Toutes considérations politiques mises à part, le traitement de l’info internationale est souvent bien plus pointue que dans la plupart des quotidiens. Un exemple : mai 2000, le Nasdaq plonge, on craint alors un krach boursier généralisé. Là où toute la presse - et particulièrement Libération - reste évasive, se contentant de reprendre dans les grandes lignes les appels au calme des médias US, les journalistes du Figaro vont puiser leurs infos à la source, directement sur le Web de Red Herring, petit magazine en ligne incontournable sur les soubresauts agités de la nouvelle économie. C’est simple, mais il fallait y penser. Ou plutôt savoir se servir d’Internet, ce qui reste encore un challenge humain de taille dans des rédactions où la moyenne d’âge dépasse les 50 ans (en 68, ils en avaient 20). C’est aussi au niveau des plumes que la différence se fait sentir. Zola a lancé sa campagne pro-Dreyfuss dans le Figaro. Nerval, Balzac, Giraudoux et Claudel sont aussi passés par là. Laissons parler Bambi : "Je suis de gauche, mais il faut reconnaître que le talent est plutôt de droite. Renaud Matignon était un des derniers princes de l’écriture. Il n’y a pas de plumes aussi brillantes à Libé".

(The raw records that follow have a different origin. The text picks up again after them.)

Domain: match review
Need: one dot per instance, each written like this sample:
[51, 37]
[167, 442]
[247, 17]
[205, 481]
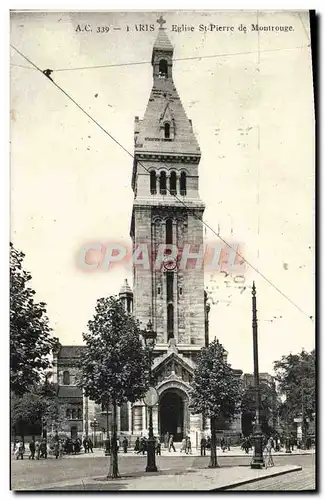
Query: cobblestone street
[72, 473]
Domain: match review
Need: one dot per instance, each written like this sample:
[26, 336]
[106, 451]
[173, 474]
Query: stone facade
[168, 286]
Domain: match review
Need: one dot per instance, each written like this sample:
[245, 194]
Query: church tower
[167, 212]
[167, 236]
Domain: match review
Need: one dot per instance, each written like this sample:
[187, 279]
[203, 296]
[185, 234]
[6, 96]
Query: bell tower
[166, 225]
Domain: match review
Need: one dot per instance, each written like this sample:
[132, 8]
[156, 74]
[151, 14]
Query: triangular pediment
[173, 365]
[167, 115]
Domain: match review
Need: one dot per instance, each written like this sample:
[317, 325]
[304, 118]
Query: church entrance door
[171, 413]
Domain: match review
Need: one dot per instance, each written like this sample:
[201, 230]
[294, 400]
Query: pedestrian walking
[125, 444]
[158, 446]
[203, 446]
[19, 451]
[268, 459]
[171, 443]
[32, 449]
[137, 445]
[188, 445]
[183, 445]
[43, 449]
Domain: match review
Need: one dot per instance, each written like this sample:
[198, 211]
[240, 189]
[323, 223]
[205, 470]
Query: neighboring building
[171, 295]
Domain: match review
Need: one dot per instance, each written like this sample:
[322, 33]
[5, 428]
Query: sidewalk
[191, 480]
[234, 452]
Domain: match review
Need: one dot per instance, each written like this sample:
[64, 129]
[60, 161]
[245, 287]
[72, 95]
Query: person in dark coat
[125, 444]
[158, 446]
[85, 444]
[203, 446]
[137, 445]
[32, 449]
[171, 443]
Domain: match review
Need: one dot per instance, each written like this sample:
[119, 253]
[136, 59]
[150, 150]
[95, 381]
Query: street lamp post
[258, 460]
[150, 336]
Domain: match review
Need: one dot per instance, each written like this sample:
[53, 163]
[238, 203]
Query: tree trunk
[113, 472]
[213, 458]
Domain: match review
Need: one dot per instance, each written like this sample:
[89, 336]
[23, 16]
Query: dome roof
[125, 288]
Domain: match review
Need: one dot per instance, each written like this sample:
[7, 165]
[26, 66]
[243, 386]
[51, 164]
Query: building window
[153, 182]
[169, 232]
[183, 184]
[170, 286]
[66, 378]
[163, 183]
[172, 183]
[170, 321]
[163, 68]
[167, 130]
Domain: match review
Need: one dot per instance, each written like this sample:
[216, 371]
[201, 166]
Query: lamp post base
[151, 462]
[258, 459]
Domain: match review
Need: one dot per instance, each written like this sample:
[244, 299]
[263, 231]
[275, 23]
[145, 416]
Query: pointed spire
[162, 41]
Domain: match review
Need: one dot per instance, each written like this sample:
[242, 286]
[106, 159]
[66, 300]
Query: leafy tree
[268, 408]
[216, 391]
[30, 341]
[296, 374]
[114, 366]
[29, 410]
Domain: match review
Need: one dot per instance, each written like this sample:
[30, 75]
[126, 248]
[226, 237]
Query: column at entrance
[137, 419]
[155, 420]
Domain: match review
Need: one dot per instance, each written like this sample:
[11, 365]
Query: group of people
[37, 449]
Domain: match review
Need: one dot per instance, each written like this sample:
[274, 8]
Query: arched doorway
[172, 414]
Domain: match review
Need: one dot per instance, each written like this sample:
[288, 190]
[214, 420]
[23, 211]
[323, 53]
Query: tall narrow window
[183, 184]
[163, 68]
[153, 182]
[66, 378]
[172, 183]
[167, 130]
[170, 286]
[169, 232]
[170, 321]
[163, 183]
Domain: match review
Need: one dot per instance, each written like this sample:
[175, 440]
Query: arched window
[172, 183]
[163, 68]
[66, 378]
[169, 232]
[183, 184]
[170, 321]
[163, 183]
[153, 182]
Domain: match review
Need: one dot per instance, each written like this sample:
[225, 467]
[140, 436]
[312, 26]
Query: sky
[250, 99]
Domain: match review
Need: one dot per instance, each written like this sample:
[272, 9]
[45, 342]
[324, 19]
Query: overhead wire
[174, 195]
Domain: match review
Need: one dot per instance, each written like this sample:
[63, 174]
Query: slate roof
[162, 41]
[71, 351]
[149, 138]
[69, 391]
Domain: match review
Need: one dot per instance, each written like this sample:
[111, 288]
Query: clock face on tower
[170, 264]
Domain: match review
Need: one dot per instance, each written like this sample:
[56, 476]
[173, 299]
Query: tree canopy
[114, 366]
[296, 376]
[216, 390]
[30, 333]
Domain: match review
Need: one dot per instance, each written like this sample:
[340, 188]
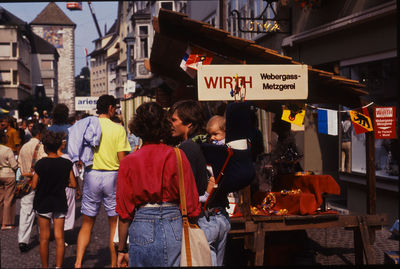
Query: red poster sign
[385, 122]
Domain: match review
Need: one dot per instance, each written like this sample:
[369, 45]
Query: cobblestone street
[331, 246]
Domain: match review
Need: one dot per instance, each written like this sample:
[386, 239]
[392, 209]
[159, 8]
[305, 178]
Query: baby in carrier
[228, 155]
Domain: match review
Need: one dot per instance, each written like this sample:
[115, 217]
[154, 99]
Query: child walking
[52, 175]
[72, 194]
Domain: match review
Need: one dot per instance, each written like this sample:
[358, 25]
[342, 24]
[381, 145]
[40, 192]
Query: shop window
[380, 79]
[167, 5]
[14, 49]
[47, 83]
[5, 49]
[15, 77]
[143, 30]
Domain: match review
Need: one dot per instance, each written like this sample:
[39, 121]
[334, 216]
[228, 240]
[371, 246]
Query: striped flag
[327, 121]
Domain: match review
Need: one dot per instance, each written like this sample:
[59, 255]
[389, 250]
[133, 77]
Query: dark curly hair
[3, 138]
[52, 141]
[151, 123]
[190, 111]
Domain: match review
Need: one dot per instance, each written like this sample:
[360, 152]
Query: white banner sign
[83, 103]
[254, 82]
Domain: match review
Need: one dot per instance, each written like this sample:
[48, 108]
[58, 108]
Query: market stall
[175, 36]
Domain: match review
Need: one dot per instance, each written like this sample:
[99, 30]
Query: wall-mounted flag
[361, 121]
[327, 121]
[292, 117]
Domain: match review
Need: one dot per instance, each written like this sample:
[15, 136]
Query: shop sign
[252, 82]
[385, 122]
[361, 121]
[83, 103]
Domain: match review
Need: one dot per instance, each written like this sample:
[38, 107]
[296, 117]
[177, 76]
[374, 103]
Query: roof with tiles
[52, 15]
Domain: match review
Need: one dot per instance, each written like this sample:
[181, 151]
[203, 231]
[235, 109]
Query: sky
[85, 31]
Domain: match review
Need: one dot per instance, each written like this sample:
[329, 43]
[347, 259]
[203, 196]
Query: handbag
[195, 250]
[24, 186]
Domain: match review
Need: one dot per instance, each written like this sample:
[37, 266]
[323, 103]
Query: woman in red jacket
[148, 194]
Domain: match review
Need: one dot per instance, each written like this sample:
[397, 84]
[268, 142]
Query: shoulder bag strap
[182, 194]
[185, 221]
[34, 157]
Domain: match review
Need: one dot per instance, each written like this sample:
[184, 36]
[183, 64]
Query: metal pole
[94, 18]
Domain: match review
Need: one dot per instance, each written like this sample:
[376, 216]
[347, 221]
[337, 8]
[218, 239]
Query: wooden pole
[371, 176]
[222, 14]
[371, 179]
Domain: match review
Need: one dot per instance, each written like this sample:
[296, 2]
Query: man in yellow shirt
[100, 180]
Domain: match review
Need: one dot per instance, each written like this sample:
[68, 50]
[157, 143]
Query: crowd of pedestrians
[135, 179]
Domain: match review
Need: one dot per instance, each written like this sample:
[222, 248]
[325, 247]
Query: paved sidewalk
[97, 254]
[334, 246]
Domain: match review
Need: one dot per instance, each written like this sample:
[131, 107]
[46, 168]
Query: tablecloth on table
[314, 184]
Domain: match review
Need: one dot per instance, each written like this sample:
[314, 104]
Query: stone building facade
[54, 26]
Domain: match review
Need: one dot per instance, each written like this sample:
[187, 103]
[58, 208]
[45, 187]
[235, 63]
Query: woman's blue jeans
[216, 230]
[155, 237]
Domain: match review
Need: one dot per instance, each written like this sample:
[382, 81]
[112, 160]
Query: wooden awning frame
[174, 32]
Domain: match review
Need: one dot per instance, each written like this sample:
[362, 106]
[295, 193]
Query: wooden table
[254, 229]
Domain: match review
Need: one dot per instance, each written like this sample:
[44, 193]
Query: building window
[143, 48]
[143, 30]
[5, 49]
[5, 77]
[167, 5]
[14, 52]
[15, 77]
[47, 83]
[46, 65]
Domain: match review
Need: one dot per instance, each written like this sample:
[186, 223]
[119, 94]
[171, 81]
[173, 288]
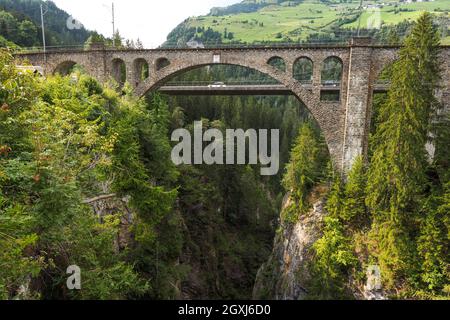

Dernier chic situationniste

Tout cela nous permet-il d’affirmer avec la pub que le Figaro est "rebelle", voire subversif ? Non. "D’ailleurs, cette campagne a plutôt été mal perçue à la rédaction, elle n’est pas représentative de la culture du journal", explique Bertrand Dicale. Est-ce suffisant pour abandonner Libé et se mettre au Figaro ? Non plus. Mais franchement, à l’heure de la mort des clivages politiques, existe-t-il une différence fondamentale entre un conformisme de gauche et un conformisme de droite ? Le décalage tient autant du générationnel que du politique. Si on ne lit pas le Figaro, c’est avant tout parce qu’on est né après la guerre. Une lecture sporadique et bi-annuelle ne peut donc pas faire de mal et réapprendre à communiquer avec ses grands-parents. Si l’on tient vraiment à se couvrir de ridicule, on peut même revendiquer la lecture du cahier saumon (les pages financières du journal) comme le dernier chic situationniste.